Together, she and my father conspire to keep me through the holidays. They don’t tell my mother, who’s expecting me home on Sunday. I know they’re only prolonging the inescapable, that she’ll be vibrating with rage by the time she finds me, but I don’t say so. I just sit, tending to my wound like a houseplant, whispering at it in soft tones in the hope that it will grow forgiving with time. I don’t want to be ugly forever.
Over the course of a week, they watch me, their stares unflickering. It’s a little like being kidnapped by my own blood. Bedridden by my own bones.
When my mother eventually finds me, I watch my retribution unravel in reverse. Everything, scrambled gloriously. Her hands and her hands again, seeking purchase along my scarred skin, fingering the hollows in my head, checking me over for hurt. The eventual removal of my stitches, as a fissure becomes a knot of fused flesh. I see my head left gaping, brains poured out over porcelain. A sudden and unexpected lurch, an earthly rupture, skin split like thirsty loam. Standing in the middle of my father’s dark street, she and his girlfriend begin to scream, me the gift-prize between them.
I see her most of all—his girlfriend. Barefaced, no eyebrows, mouth stretched open over a screech. No words come out, just the wail of water. She’s pale yellow beneath a streetlamp.
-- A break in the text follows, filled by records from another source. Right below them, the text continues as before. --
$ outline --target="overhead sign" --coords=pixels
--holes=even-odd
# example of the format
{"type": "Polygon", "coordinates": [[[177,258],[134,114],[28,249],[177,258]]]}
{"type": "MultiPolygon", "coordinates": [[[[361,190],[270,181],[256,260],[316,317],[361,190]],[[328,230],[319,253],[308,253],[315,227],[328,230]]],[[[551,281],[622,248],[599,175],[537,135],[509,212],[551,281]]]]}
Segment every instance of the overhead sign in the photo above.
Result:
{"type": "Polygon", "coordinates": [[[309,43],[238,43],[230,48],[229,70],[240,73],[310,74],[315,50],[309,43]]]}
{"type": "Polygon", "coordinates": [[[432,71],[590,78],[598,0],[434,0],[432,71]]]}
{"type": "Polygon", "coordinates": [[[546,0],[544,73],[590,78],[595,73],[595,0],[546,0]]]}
At night, she’s lit wax.
“Cállate y déjalo,” my quiet, solemn-faced father says to her, as my mother herds me into the car, shuts the door, and bellows back.
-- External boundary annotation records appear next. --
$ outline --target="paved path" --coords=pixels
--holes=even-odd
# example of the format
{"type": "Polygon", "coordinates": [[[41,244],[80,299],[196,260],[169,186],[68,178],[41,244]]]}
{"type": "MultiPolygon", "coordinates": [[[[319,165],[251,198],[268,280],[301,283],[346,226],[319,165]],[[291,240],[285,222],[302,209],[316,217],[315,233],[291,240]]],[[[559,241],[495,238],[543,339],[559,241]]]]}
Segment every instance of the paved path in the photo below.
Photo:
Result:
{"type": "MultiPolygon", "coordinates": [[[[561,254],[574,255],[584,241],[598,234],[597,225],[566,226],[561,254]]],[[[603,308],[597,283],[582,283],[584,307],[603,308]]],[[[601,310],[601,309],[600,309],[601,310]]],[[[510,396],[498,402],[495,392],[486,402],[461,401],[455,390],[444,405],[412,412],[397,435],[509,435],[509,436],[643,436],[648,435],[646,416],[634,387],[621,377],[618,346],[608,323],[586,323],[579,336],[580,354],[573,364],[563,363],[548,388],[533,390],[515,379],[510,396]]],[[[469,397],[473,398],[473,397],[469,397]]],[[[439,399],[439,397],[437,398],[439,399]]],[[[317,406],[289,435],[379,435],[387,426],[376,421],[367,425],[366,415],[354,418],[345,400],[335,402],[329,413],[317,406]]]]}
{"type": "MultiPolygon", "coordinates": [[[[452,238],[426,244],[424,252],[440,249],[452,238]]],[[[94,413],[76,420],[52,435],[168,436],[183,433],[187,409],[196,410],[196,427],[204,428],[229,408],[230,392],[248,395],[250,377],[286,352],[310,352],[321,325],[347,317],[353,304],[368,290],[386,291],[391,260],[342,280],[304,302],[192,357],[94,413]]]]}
His girlfriend: awful scowl in place, black eyes intent on me through the tinted window. Her face hardens the way river erodes rock to reveal the cruder, more cleverly hidden swirls of humankind. My smiling, doting, self-proclaimed stand-in mom is no longer. In her place: pure hatred, perfectly rendered, shimmering like a polished stone.
As my mother propels us from the cul-de-sac, I press my forehead to glass and imagine blood welling, inevitable, beneath my bandaging. Gold blurs by. His girlfriend is still standing in the middle of the street, barefoot and shivering, when we turn the corner and disappear. That’s the last thing I see. Nail-polished toes, lips pulled back over teeth.
Teeth bared.
Slowly, I meet my reflection’s eyes in the glass, sketching the seams holding my head closed. It hurts like heartbreak. That’s what I decide I’ll tell them someday, when they’re all gawking at my gore, when I have the right words, when the image of her terrible face begins to lose its potency and there’s no chance that she’ll find me and claw my scab open.
That’s what I’ll tell anyone who asks.
“I heard some violence can be made small and splendid—confined to a three inch slit in the forehead.”